Senator Victor Lar also said that the 2015 budget estimates were unrealistic because they lacked a basic scientific approach.
He said, “The recurrent expenditure is bloated. Any oil benchmark outside of $30 to $35 is unrealistic. The budget must be further cut down by 100 per cent. Revenue from other sources   can fund the budget. Various public officers must make sacrifices by cutting cost of governance.”
Ekweremadu, who presided over the session, said the National Assembly would lead the fight against fiscal indiscipline.
He said, “I do believe that this is the time for us as Parliamentarians to ensure that while considering the 2015 appropriation bill , all the revenue items are captured. Our Committee on Finance will help us to do that.
“We need to ensure that all the revenue items are captured in the budget and determine a pool of resources to implement the budget when passed.
“The Federal Government should also put on a   thinking cap to be able to develop new areas of revenue generation that would help us to drive our economy. We have gone through this way before but eventually the oil price improved but unfortunately we did not learn any lesson while we enjoyed the oil boom.

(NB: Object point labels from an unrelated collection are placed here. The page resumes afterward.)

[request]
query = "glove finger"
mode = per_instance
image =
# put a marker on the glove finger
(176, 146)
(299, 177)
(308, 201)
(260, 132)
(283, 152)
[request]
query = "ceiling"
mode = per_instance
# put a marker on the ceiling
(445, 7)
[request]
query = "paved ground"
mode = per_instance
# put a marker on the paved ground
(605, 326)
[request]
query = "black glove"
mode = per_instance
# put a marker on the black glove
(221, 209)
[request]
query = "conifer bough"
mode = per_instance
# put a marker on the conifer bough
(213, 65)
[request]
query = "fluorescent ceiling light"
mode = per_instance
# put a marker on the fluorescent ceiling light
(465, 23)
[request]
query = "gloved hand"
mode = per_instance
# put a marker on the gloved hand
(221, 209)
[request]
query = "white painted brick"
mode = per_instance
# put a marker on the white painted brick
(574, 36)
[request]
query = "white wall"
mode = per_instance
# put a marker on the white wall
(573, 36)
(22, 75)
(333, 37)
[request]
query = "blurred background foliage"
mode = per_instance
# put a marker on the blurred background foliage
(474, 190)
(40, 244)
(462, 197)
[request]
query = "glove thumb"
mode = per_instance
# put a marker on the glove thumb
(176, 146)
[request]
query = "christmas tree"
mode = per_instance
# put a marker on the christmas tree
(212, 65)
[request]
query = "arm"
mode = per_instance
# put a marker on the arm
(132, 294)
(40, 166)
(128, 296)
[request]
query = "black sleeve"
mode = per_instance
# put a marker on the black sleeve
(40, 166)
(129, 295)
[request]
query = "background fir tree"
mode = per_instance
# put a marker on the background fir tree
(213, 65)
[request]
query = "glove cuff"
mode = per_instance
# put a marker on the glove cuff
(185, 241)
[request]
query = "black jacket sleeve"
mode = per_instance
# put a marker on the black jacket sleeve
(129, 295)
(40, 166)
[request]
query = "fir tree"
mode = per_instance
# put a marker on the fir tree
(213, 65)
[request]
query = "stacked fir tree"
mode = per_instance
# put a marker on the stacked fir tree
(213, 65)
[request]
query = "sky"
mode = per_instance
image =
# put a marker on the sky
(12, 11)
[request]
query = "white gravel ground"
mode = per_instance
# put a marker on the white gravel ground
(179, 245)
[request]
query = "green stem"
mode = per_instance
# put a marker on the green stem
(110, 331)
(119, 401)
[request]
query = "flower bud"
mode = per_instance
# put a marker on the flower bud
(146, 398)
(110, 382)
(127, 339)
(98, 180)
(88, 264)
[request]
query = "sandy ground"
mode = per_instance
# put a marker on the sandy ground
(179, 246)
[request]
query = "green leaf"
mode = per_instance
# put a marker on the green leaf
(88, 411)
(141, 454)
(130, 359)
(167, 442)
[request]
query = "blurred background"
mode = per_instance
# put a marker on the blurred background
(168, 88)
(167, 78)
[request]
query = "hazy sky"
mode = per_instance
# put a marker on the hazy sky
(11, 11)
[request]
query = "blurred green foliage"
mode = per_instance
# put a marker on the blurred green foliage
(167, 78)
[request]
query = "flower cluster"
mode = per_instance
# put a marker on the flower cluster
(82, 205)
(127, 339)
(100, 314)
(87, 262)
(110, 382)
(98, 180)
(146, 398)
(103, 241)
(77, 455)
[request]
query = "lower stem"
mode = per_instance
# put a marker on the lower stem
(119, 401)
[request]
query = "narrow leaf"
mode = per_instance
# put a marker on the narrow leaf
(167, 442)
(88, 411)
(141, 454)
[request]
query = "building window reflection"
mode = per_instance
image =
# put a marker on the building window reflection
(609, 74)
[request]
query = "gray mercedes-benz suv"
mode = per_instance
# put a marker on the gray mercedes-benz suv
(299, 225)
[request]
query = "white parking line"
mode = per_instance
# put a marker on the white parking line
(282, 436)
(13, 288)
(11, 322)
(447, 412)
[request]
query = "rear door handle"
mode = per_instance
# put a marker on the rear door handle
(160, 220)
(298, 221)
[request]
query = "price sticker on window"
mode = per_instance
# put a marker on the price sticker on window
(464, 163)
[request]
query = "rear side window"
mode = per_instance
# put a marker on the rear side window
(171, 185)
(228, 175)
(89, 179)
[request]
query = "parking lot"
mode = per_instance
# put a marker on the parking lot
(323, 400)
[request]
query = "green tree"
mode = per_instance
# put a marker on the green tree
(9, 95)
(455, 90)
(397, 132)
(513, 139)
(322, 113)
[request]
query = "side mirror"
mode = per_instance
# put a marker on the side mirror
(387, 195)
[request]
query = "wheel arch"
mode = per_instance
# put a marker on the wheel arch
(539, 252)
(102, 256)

“I hope that this period, we will learn a lesson that will help us to be disciplined in our fiscal management. It is also time for us to   think seriously about our fiscal federalism so that states can adopt initiatives for increasing their revenue bases.
“For us as politicians, we have to be mindful of our election expenses and we need to do things within the provisions of the Electoral Act.
“If anybody thinks that he will spend money and would recover them after election,he will   be disappointed because there would be no money to recover.
“A country like Norway also produces oil but at no time had they predicated their budget on oil revenue. They save all the money for the future. We can also do the same thing by managing this time.
“It may be that God has designed it this way for us in order to make progress in terms of fiscal discipline. The National Assembly is taking this seriously based on our comments this afternoon and we are prepared to also lead the fight to enthrone fiscal discipline in Nigeria.”
After the contributions and transfer of further deliberations on the bill to the Committee on Finance and Appropriations, Ekweremadu adjourned further sitting till February 17.
Like Tambuwal, he gave no reason for the adjournment but a senator told one of our correspondents that it was to enable them to go back to their respective states to mobilise support for their parties for the February 14 presidential poll.
The senator, who did not want his name in print, said, “What happened today (Wednesday) is tactical. It means the passage of the budget can only be possible after the presidential election . On the surface, it was to enable members to work for their respective parties ahead of the next month’s presidential poll. But the core reason is to enable us to wait and see in whose direction the victory pendulum would swing to.
If the President with his party wins, much changes will not be made to the bill. They will always be a way to make the budget work. But if the opposition emerges victorious, you know the budget proposals may become a tissue paper.”